なので、本書の見所は、第3章の『ファミコンの開発とその設計思想』のところ。ということで、以下第3章から幾つか。
ゲームウォッチの頃、プログラムという方式が持ち込まれたことで、
電子技術に関する詳しい知識を持っていなくても、面白い発想を持っている人物であれば誰もがゲーム&ウオッチの開発に参加できるようになった。
ただし、その発想内容がプログラムを担当する人物の理解と共感を得る必要があるが、(p.86)
となったことを述べている。
スプライトについても、当時のポイントとして
スプライト方式は表示内容がCPUの処理能力にそれほど影響されないことが判明した。つまり、スプライト方式の表示か色を表示したい内容に特化して設計することで、それまでのビデオゲームとは比較にならないほど高度な表現が可能となったわけである。(p.94)
これは、旧世代の基板が使えないということを意味し、ビジネス上の影響も大きかった。ドンキーコングはこのスプライトという技術の特徴を活用して作られたゲームと位置づけている。
カセット式は、接触不良と静電破壊という二重のリスクを製品に負わせることになるというのが当時の技術的常識であった。(p.100)
というのはいいのだけれど、どうも何となく解決してました的な説明だった。
アーケード版ドンキーコングはZ80。しかしファミコンは6502。
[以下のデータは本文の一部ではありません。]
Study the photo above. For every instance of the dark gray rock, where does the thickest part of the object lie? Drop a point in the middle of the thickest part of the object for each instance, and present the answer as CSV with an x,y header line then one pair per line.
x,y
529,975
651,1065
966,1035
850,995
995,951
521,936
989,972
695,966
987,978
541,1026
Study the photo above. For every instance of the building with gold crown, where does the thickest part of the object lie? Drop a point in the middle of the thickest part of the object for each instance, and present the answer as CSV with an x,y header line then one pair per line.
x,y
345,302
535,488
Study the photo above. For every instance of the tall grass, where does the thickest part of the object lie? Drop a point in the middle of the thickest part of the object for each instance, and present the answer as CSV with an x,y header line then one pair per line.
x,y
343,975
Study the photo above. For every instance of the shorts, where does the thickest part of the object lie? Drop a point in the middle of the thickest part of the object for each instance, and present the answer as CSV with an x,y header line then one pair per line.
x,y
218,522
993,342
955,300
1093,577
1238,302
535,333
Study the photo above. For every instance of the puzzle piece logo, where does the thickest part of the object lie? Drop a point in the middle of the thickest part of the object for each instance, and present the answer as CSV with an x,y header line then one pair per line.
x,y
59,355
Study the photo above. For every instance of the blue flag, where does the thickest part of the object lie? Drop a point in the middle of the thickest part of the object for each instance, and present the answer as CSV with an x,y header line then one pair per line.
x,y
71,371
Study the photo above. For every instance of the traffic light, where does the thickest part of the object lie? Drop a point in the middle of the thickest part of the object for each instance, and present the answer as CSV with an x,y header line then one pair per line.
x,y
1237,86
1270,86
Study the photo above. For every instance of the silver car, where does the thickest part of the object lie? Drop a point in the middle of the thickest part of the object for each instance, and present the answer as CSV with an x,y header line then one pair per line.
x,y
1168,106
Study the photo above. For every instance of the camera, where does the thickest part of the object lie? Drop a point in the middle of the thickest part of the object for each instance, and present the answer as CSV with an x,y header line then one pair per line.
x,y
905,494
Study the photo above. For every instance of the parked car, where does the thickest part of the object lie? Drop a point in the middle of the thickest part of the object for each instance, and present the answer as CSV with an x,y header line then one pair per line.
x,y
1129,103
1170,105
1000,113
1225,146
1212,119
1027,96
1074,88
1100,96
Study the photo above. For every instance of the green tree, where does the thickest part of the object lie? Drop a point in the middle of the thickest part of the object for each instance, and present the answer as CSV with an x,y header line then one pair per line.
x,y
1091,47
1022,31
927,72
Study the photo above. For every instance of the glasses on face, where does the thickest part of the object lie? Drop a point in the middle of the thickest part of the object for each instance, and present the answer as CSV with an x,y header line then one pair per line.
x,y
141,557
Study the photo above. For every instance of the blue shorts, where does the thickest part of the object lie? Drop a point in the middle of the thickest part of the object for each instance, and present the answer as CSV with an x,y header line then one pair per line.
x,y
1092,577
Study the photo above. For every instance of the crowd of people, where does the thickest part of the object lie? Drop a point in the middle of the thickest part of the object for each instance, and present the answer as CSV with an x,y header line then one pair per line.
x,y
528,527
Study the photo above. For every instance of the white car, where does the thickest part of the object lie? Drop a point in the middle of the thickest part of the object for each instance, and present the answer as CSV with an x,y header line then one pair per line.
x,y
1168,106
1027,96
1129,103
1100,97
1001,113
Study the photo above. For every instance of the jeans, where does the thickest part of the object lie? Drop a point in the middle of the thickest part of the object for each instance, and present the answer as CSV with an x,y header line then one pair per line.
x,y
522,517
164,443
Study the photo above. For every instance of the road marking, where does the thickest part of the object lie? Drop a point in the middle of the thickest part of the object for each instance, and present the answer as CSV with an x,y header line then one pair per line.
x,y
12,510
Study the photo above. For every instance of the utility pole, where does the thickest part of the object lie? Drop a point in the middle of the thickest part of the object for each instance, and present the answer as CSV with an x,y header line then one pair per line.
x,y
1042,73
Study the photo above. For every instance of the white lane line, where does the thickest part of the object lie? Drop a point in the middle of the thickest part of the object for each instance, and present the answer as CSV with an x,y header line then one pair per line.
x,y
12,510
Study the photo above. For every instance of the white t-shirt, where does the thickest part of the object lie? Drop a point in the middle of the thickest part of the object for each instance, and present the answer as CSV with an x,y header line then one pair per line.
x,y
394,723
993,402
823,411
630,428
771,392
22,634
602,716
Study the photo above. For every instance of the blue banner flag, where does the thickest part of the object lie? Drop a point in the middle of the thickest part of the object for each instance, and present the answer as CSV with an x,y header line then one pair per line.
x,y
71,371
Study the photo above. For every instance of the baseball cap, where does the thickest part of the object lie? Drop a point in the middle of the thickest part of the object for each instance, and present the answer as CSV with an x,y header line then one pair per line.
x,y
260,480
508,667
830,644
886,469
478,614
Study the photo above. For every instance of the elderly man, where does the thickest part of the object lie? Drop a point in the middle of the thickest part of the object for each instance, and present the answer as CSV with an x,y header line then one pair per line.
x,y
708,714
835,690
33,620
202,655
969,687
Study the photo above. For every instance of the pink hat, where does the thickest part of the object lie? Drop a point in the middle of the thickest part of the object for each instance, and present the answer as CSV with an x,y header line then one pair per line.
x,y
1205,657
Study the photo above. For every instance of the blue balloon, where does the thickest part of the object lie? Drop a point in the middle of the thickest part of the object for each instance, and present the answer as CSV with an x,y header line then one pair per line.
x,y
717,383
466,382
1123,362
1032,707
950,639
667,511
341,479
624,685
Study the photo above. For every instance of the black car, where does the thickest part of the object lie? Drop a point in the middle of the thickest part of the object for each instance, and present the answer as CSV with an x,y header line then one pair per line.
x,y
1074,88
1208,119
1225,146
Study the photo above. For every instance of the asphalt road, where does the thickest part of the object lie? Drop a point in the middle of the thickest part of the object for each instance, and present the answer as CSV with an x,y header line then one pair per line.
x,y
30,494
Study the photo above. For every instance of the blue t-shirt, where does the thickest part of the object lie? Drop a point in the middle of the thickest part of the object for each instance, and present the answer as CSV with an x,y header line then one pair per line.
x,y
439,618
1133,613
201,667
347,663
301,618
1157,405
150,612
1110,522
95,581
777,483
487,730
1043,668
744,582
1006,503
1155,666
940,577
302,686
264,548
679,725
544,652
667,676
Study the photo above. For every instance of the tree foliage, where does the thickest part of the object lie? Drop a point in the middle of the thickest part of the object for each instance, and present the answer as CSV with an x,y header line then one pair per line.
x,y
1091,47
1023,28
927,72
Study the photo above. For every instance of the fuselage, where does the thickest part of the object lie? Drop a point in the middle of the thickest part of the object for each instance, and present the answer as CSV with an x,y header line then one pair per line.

そうなった理由については、
この難問に決着を付けたのがコスト問題であった。
(中略)
そこで音源とCPUをひとつのLSIに組み込むことができれば、二個のLSIのみでテレビゲームが実現できるため大幅なコストダウンにつながるという発想が生まれた。
もちろん、もう一つのLSIとは新しい表示方式を搭載したLSIのことである。
(p.102)
とまとめている。
コントローラが二つ付いた件については、
そもそもビデオゲームの遊びとしての革新性は一人遊びができることであった。(p.105)
としながら、結局議論の末2つになったそうだ。
ポーズボタンは当時普及し始めていたVTRのポーズボタンがヒント(p.109)とのこと。
有名な四角いA,Bボタンについては、当初はゲーム&ウォッチと同じだった。ゲーム&ウォッチは画面を真上から見るからボタンも真上から押していた。ところがファミコンはテレビ画面と関係ないところにコントローラがあるので、斜めから押すことが多くなった。この押し方に対して、四角いボタンは耐久性が低かったので、丸くしたそうだ。(p.120)
などなど面白い。もちろん、上村氏のいうことを鵜呑みにするのもどうかと思うが、現場で実際に活動していた人の発言なのだから、スタート地点にするならこれということになるだろう。
(ファミコン前史にあたるアタリ社関係のところも、チェック不足っぽい記載が目立つ。本書は充分に裏を取って書かれているのかどうかやや不安。)
その後のビジネス云々の部分も基本的に任天堂史観に基づくもの。スーファミ時代で途切れていることもあって、この部分は別の本を読んだ方が良さそう。
ということで、やはり第3章がお薦め。